I have started preparing for Microsoft Certifications on SQL Server 2012 and I am spending a fair amount of time with SSAS Tabular since it’s the newest addition to MS BI stack and the one which I am not very accoustomed to. As I work with it more and more, I am starting to think about how would you go around designing the database on which the tabular model will be based. In the multi-dimensional world, this was an easy answer. You would almost always design the DW in Star/Snow-flake schema or atleast expose the DW as Star/Snow-flake schema through SQL Server Views or Data Source View (DSV). In SSAS Tabular, it appears to me, that this not really necessary.
Do I really need to segregate data in facts and dimension?
I can create measure out of any column in any table in SSAS Tabular. It doesn’t have to be from a fact table so why separate out facts and dimensions? Assume that I have a ‘House’ dimension with ‘NumberOfRooms’ as attribute. In SSAS Multidimensional, if the users wanted to slice and dice ‘NumberOfRooms’ by other attributes of house dimension or any other dimension, you would have to some how surface this as a fact table. SSAS Tabular will happily allow you to create measure out of this column although it’s in a dimension table. In theory, you can point the tabular model to the normalized OLTP database and still be able to give users the ability to slice and dice the data just like SSAS Multidimensional.
Normalized Or Denormalized, that is the question..
There would be obvious issues with building the tabular model on a normalized schema.One, since the database is normalized, the sheer number of tables will be very large.

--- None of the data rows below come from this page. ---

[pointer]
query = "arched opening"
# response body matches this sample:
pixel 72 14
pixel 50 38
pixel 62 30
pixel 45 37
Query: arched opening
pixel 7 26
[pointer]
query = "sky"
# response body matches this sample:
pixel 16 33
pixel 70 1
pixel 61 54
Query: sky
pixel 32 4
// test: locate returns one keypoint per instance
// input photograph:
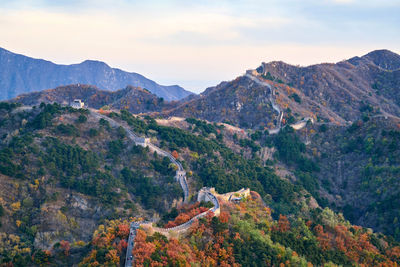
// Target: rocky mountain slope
(337, 93)
(359, 170)
(134, 99)
(20, 74)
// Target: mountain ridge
(22, 74)
(330, 92)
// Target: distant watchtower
(77, 104)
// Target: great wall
(205, 194)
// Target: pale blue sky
(198, 43)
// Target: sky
(198, 44)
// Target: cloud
(197, 42)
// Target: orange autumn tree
(283, 224)
(175, 154)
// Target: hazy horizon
(198, 44)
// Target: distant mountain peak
(384, 58)
(94, 62)
(21, 74)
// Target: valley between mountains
(282, 166)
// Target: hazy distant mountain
(134, 99)
(335, 93)
(20, 74)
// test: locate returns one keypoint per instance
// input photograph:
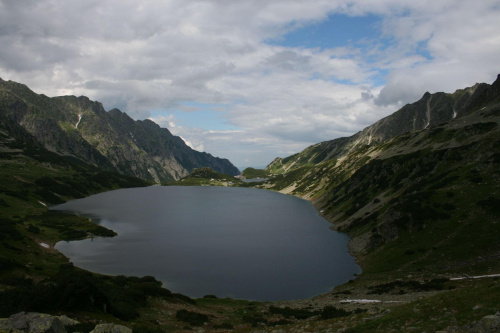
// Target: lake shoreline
(323, 257)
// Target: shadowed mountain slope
(79, 127)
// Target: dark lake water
(229, 242)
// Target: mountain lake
(241, 243)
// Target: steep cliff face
(430, 111)
(430, 194)
(79, 127)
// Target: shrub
(193, 318)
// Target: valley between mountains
(418, 192)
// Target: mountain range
(428, 170)
(81, 128)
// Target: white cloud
(158, 55)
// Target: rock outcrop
(33, 322)
(81, 128)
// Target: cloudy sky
(250, 80)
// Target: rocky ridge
(79, 127)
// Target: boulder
(33, 323)
(111, 328)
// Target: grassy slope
(420, 207)
(454, 189)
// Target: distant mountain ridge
(79, 127)
(410, 176)
(431, 110)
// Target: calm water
(230, 242)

Two, maintaining relationships between the tables would be painful.Three, the model itself can be confusing for end users. On the other hand, building a fully denormalized schema when you don’t really need it adds complexity to the project, especially in the ETL. I don’t think I need to reiterate that the complex part of DW project is ETL and around 60-70% effort are spent on this phase. So it appears like we need some middle ground.
Enter Entity Based design..
I have always perceived the DW as a collection of entities like product, sales, employee etc. which have relationship with each other. The star schema is similar but the dimensions don’t have relationship with each other directly. They are related to each other through the fact table. Plus, the dimensions are denormalized so as much as possible information is crammed into them. I guess what I am trying to say is we don’t need a fully denormalized structure and at the same time we don’t want the datawarehouse in 3NF. We would need to find a middle ground so that it is just about corretly denormalized and normalized at the same time. In my opinion, the way to get to this is to think of DW in terms of entities and how they interact with each other rather than classifying the data into dimension and facts.
Of course, these are all my prilimanary thoughts and are very much open to issues. I guess we would have to wait for wide spread adoption of the tabular model and learn from people who did it.